ECLI:NL:GHAMS:2020:3417
Gerechtshof Amsterdam
- Hoger beroep
- Rechtspraak.nl
Hoger beroep tegen vrijspraak en schadevergoedingsmaatregelen in oplichtingszaak
In deze zaak heeft het gerechtshof Amsterdam op 12 november 2020 uitspraak gedaan in hoger beroep tegen een vonnis van de rechtbank Noord-Holland van 18 april 2019. De verdachte was vrijgesproken van een aantal tenlastegelegde feiten, maar heeft hoger beroep ingesteld tegen deze vrijspraak. Het hof heeft vastgesteld dat de verdachte niet-ontvankelijk is in het hoger beroep voor zover dit gericht is tegen de vrijspraak, conform artikel 404, vijfde lid, van het Wetboek van Strafvordering. Dit betekent dat de beslissing van de rechtbank om de verdachte vrij te spreken niet kan worden aangevochten in hoger beroep.

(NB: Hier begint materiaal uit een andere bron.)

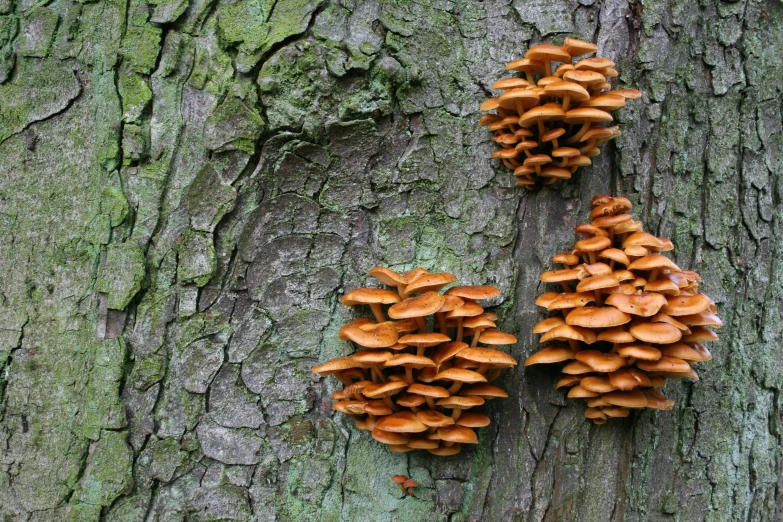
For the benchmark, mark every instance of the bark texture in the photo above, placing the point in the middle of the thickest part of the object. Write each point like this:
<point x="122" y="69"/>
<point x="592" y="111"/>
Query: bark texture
<point x="187" y="187"/>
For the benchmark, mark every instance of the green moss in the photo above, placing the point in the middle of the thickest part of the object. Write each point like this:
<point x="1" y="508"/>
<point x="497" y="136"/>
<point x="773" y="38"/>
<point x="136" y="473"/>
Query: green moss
<point x="122" y="274"/>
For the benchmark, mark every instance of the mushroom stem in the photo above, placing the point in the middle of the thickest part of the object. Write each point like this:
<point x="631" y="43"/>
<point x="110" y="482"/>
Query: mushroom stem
<point x="575" y="137"/>
<point x="422" y="325"/>
<point x="377" y="312"/>
<point x="541" y="129"/>
<point x="409" y="373"/>
<point x="476" y="335"/>
<point x="442" y="323"/>
<point x="390" y="403"/>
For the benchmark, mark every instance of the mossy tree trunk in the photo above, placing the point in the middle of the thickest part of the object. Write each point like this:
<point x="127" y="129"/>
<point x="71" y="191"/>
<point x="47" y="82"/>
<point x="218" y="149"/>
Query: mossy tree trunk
<point x="187" y="187"/>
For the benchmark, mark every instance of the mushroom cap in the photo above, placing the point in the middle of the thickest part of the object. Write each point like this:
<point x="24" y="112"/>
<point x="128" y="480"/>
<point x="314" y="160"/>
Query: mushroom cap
<point x="452" y="302"/>
<point x="509" y="83"/>
<point x="599" y="361"/>
<point x="460" y="402"/>
<point x="617" y="334"/>
<point x="538" y="159"/>
<point x="576" y="368"/>
<point x="459" y="375"/>
<point x="584" y="115"/>
<point x="378" y="391"/>
<point x="596" y="384"/>
<point x="629" y="378"/>
<point x="526" y="65"/>
<point x="645" y="304"/>
<point x="541" y="113"/>
<point x="700" y="334"/>
<point x="389" y="437"/>
<point x="349" y="407"/>
<point x="447" y="351"/>
<point x="424" y="339"/>
<point x="556" y="276"/>
<point x="594" y="63"/>
<point x="469" y="309"/>
<point x="566" y="259"/>
<point x="364" y="358"/>
<point x="686" y="304"/>
<point x="526" y="97"/>
<point x="427" y="391"/>
<point x="425" y="304"/>
<point x="577" y="392"/>
<point x="576" y="47"/>
<point x="665" y="364"/>
<point x="547" y="324"/>
<point x="489" y="356"/>
<point x="434" y="419"/>
<point x="483" y="390"/>
<point x="474" y="292"/>
<point x="653" y="261"/>
<point x="656" y="333"/>
<point x="640" y="351"/>
<point x="496" y="337"/>
<point x="377" y="408"/>
<point x="401" y="422"/>
<point x="410" y="401"/>
<point x="592" y="244"/>
<point x="596" y="283"/>
<point x="553" y="134"/>
<point x="568" y="380"/>
<point x="335" y="365"/>
<point x="556" y="173"/>
<point x="584" y="76"/>
<point x="594" y="317"/>
<point x="571" y="300"/>
<point x="550" y="354"/>
<point x="548" y="52"/>
<point x="409" y="359"/>
<point x="370" y="296"/>
<point x="561" y="89"/>
<point x="615" y="411"/>
<point x="626" y="399"/>
<point x="567" y="332"/>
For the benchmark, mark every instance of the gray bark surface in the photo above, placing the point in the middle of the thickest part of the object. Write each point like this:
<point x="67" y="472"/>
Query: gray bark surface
<point x="187" y="188"/>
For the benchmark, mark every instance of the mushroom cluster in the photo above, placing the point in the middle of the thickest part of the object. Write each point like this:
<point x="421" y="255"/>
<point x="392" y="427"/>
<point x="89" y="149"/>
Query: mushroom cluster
<point x="643" y="317"/>
<point x="549" y="123"/>
<point x="421" y="363"/>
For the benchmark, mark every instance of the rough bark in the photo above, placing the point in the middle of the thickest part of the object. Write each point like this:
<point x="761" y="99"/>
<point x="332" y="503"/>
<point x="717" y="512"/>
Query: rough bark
<point x="187" y="188"/>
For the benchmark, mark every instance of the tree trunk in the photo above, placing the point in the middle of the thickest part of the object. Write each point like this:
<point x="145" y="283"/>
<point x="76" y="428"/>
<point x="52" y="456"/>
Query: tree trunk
<point x="188" y="188"/>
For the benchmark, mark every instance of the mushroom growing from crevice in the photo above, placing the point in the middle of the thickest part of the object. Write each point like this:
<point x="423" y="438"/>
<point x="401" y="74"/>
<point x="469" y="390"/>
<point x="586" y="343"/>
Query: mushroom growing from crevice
<point x="409" y="383"/>
<point x="554" y="112"/>
<point x="630" y="324"/>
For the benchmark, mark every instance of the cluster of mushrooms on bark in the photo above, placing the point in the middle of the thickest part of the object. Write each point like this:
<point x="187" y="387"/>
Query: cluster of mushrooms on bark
<point x="549" y="123"/>
<point x="420" y="368"/>
<point x="643" y="317"/>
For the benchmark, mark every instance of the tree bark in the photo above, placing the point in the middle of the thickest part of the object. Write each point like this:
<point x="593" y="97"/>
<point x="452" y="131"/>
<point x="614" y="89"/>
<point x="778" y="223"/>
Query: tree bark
<point x="188" y="187"/>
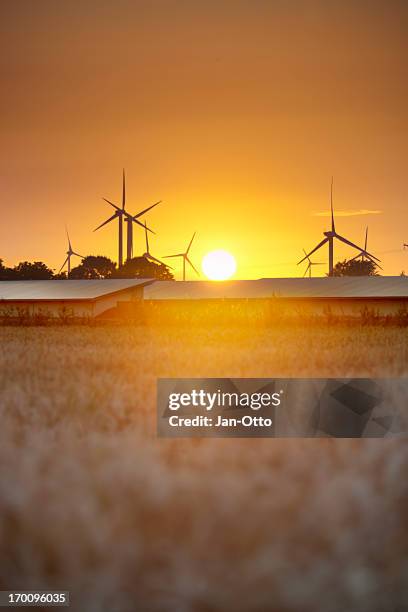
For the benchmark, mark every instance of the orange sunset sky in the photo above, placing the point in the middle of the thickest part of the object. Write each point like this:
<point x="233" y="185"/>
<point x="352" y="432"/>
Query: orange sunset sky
<point x="234" y="113"/>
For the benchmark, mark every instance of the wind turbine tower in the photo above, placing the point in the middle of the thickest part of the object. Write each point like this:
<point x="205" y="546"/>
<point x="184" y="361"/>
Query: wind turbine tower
<point x="70" y="253"/>
<point x="330" y="236"/>
<point x="186" y="259"/>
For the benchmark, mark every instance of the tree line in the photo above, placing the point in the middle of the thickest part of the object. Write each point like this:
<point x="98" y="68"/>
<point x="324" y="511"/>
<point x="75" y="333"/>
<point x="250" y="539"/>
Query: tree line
<point x="91" y="267"/>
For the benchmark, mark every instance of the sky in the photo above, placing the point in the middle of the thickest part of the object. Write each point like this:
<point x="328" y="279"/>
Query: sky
<point x="234" y="113"/>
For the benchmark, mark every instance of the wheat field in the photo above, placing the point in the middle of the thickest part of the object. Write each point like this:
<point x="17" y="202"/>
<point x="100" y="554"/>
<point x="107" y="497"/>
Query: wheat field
<point x="92" y="502"/>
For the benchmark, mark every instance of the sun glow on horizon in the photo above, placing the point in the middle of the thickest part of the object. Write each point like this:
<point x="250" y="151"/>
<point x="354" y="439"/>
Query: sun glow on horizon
<point x="219" y="265"/>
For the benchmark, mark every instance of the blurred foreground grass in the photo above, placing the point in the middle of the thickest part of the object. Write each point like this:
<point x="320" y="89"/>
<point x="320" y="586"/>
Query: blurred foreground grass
<point x="92" y="502"/>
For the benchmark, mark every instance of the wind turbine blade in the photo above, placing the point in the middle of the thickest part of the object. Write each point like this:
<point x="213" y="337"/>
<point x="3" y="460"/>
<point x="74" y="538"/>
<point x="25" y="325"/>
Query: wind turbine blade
<point x="191" y="242"/>
<point x="314" y="250"/>
<point x="146" y="237"/>
<point x="63" y="265"/>
<point x="69" y="242"/>
<point x="105" y="222"/>
<point x="307" y="255"/>
<point x="145" y="210"/>
<point x="123" y="190"/>
<point x="362" y="251"/>
<point x="112" y="204"/>
<point x="331" y="205"/>
<point x="142" y="225"/>
<point x="191" y="264"/>
<point x="158" y="261"/>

Het hof heeft het vonnis van de rechtbank bevestigd, behalve ten aanzien van de opgelegde schadevergoedingsmaatregelen. De wetgeving omtrent de tenuitvoerlegging van strafrechtelijke beslissingen is gewijzigd, waardoor de rechter niet langer vervangende hechtenis kan opleggen bij schadevergoedingsmaatregelen. In plaats daarvan kan gijzeling worden opgelegd. Het hof heeft de schadevergoedingsmaatregelen aangepast en de verplichtingen tot schadevergoeding aan de Staat opgelegd voor de slachtoffers, met specifieke bedragen en aanvangsdaten voor de wettelijke rente.

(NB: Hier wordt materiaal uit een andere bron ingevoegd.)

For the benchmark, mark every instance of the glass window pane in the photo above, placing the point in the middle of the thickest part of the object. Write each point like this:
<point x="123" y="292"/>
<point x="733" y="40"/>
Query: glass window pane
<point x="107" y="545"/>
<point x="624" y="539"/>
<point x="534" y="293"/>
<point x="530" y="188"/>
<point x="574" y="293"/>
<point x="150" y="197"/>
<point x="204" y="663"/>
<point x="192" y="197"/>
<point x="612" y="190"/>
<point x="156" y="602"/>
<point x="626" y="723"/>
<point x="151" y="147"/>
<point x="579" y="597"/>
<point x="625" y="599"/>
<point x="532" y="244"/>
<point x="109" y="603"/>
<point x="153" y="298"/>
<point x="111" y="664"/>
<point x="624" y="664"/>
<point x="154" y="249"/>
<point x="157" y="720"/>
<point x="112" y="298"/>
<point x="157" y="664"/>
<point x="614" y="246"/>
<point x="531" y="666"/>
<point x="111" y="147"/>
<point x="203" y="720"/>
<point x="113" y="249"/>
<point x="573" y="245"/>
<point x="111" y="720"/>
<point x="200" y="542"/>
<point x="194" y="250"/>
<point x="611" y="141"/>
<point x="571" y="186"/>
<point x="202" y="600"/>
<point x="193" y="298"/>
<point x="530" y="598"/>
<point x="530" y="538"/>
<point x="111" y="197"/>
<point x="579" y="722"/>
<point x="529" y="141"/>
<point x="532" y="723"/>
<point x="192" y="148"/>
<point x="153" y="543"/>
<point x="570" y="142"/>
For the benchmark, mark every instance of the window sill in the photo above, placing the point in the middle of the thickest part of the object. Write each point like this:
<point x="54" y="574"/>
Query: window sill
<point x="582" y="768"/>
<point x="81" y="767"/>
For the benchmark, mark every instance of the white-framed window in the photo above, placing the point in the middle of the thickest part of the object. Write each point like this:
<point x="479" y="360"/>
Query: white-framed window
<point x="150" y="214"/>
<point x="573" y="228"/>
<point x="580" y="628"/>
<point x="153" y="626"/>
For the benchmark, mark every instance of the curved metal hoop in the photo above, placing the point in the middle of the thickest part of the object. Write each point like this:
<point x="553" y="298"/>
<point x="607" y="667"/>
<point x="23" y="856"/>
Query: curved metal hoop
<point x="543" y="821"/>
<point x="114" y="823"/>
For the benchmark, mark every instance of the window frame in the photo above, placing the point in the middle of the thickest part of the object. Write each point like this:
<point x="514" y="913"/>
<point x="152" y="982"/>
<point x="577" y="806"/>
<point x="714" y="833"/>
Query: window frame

De uitspraak benadrukt de veranderingen in het sanctierecht en de rechten van de verdachte, en bevestigt de noodzaak om de wetgeving te volgen bij het opleggen van sancties. Het hof heeft de duur van de gijzeling vastgesteld op maximaal één dag en de verplichtingen tot schadevergoeding zijn duidelijk geformuleerd, waarbij de aanvangsdata voor de rente zijn vastgesteld.